In a leader (“Message to the Bundesbank”) in this week’s Economist, the editors gently encouraged the Bundesbank president, Jens Weidmann, to be reasonable for a change, and to tolerate marginally higher inflation than the Bundesbank has thus far been inclined to do. Some relaxation of anti-inflation fervor, the Economist counseled, will be necessary if the common European currency is to survive. Given Germany’s cost advantage, equilibrium within the Eurozone requires that wages and prices in the so-called periphery (everybody but Germany and some of its closest neighbors) fall relative to those in Germany. If the policy of the Bundesbank and its client, the European Central Bank, is to ensure that German inflation is held at near zero, wages and prices in the periphery will have to fall. That is a prescription for disaster, and for a breakup of the euro, an outcome, however desirable compared to the alternative, that no one has quite figured out a practical way to achieve. The Economist, adopting a diffident, almost deferential tone, practically begged Herr Weidmann to be reasonable.
[T]he ECB should loosen monetary conditions by cutting interest rates and, if necessary, printing money to buy bonds—even if German prices are rising faster than 2%. Instead of fighting against such easing, the Bundesbank’s proper role is to welcome this outcome. Mr Weidmann should vote for looser policy at the ECB, and then focus on minimising the fallout from higher inflation at home. . . .
[Mr. Weidmann] must be firm about the Bundesbank’s commitment to price stability, but make clear that the relevant measure is price stability in the euro zone as a whole. He should put Germany’s inflation in context: higher wages, after years of stagnation, are a good thing. And he must squash alarmist talk about asset bubbles. Yes, German property prices have started to rise, but it is hardly a bubble when house prices, relative to incomes and rents, are around 20% undervalued.
The absence of bubbles is also a reason for Mr Weidmann not to deploy macroprudential tools too soon. With no obvious financial excesses, there is little need to rein in Germany’s banks, particularly since any restrictions on them would make the euro zone’s problems harder by cutting lending to the periphery faster. If the ECB’s monetary policy stays loose for years, Germany will at some point have to worry about bubbles. But that point is a long way off. Central bankers are supposed to take the punchbowl away from the party. But not before the party has even begun.
However, in his own op-ed piece (Monetary policy is no panacea for Europe’s ills”) in Tuesday’s Financial Times, Herr Weidmann made it quite clear that he did not get (or, more likely, did not pay any attention to) the message that the Economist sent him. (If the title of Herr Weidmann’s op-ed piece sounds a bit familiar to you have a look here.
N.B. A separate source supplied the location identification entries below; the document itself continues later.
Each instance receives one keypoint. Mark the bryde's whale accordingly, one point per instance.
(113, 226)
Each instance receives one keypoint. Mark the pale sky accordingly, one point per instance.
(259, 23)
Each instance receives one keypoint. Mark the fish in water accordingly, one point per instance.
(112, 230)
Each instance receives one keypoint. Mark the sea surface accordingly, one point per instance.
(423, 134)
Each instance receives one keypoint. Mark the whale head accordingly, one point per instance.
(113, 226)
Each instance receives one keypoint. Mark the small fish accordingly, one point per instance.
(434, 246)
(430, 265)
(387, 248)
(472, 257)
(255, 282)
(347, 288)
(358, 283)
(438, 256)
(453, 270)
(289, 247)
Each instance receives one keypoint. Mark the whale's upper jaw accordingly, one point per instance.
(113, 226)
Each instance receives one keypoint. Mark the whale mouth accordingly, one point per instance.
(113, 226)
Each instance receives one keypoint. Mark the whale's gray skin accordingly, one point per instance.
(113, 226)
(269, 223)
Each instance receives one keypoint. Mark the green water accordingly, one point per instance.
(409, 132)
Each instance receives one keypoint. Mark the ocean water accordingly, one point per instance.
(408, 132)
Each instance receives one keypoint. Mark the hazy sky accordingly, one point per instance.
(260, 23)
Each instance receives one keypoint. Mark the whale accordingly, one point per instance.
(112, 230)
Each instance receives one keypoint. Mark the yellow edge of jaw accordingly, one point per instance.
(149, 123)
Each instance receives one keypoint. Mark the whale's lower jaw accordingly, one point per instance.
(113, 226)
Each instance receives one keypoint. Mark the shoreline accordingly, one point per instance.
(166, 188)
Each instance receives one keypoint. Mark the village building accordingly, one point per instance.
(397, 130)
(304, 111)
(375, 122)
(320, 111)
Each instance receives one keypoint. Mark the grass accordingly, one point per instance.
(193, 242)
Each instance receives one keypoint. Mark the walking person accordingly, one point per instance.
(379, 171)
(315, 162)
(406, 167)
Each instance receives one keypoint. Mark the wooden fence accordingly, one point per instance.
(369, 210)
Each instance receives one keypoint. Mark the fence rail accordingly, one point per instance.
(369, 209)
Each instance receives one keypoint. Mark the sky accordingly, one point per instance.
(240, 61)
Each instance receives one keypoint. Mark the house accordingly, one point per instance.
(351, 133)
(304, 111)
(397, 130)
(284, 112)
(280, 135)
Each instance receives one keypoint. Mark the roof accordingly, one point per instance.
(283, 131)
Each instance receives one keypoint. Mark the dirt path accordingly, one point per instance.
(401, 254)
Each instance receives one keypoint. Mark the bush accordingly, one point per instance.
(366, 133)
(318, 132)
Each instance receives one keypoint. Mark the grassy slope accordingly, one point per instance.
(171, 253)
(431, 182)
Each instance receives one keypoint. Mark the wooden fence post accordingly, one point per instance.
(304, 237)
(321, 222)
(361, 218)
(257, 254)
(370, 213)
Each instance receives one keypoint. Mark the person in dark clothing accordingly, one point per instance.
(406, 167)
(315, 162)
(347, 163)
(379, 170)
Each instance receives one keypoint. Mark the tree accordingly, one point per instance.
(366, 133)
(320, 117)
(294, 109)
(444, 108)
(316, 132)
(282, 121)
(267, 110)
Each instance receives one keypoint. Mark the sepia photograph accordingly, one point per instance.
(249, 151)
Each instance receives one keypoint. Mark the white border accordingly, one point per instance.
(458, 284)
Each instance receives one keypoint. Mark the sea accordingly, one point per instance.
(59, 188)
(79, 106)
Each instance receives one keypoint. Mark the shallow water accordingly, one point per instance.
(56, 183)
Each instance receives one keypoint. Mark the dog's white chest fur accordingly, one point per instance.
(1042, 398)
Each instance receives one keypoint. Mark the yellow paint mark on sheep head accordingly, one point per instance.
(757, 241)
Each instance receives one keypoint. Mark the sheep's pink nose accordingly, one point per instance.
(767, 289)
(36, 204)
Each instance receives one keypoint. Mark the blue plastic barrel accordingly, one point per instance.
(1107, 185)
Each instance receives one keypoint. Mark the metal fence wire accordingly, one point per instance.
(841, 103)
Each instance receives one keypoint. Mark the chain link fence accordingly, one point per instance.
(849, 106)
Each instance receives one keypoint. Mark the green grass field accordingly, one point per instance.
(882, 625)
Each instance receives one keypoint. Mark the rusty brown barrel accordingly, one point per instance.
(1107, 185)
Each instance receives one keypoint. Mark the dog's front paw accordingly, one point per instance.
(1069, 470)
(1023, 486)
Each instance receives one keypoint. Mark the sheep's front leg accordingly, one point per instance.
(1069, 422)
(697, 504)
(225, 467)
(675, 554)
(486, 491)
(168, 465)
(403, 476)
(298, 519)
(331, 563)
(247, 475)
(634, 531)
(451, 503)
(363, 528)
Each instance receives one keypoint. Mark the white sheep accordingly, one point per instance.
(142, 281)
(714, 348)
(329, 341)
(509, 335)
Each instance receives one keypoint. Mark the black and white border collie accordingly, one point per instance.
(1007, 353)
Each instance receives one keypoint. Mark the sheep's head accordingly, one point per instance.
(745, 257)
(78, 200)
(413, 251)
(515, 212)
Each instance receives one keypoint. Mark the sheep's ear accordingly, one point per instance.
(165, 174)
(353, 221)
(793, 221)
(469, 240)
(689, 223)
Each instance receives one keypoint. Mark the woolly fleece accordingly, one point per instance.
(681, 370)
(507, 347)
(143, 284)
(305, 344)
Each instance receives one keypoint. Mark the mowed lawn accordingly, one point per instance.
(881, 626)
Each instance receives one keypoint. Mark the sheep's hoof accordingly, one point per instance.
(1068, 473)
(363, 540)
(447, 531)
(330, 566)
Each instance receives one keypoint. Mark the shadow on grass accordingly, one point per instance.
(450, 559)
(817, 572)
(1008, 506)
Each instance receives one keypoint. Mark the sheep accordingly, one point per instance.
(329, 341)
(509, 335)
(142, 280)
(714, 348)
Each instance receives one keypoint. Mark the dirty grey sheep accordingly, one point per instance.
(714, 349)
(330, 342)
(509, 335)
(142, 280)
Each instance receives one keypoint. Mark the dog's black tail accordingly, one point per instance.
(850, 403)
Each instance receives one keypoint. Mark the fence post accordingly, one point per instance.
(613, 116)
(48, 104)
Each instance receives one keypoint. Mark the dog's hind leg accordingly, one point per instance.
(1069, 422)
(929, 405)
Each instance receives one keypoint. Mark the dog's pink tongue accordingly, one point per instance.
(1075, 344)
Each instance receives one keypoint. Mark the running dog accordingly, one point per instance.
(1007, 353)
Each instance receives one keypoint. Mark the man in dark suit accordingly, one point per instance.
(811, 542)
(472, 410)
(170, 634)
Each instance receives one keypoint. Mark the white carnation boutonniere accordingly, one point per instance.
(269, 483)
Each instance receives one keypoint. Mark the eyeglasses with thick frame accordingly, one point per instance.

Warning: it could be really, really scary.)
To overcome the crisis, short-term measures have to be consistent with the long-term stability we all strive to achieve. Overburdening monetary policy with crisis management upsets this balancing act.
In other words, don’t look to the Bundesbank of the ECB for any relief. in best central tradition, Herr Weidmann adds cryptically (i.e., incomprehensibly)
Monetary policy in the eurozone is geared towards monetary union as a whole; a very expansionary stance for Germany therefore has to be dealt with by other, national instruments.
But Herr Weidmann’s final message is anything but cryptic.
However, this also implies that concerns about the impact of a less expansionary monetary policy on the periphery must not prevent monetary policy makers taking the necessary action once upside risks for eurozone inflation increase. Delivering on its primary goal to maintain price stability is the prerequisite for safeguarding the most precious resource a central bank can command: credibility.
In other words, don’t imagine for a second that the Bundesbank and its client, the ECB, will provide any monetary easing to ease the pain and suffering inflicted on the periphery by the overriding goal of safeguarding central bankers’ credibility.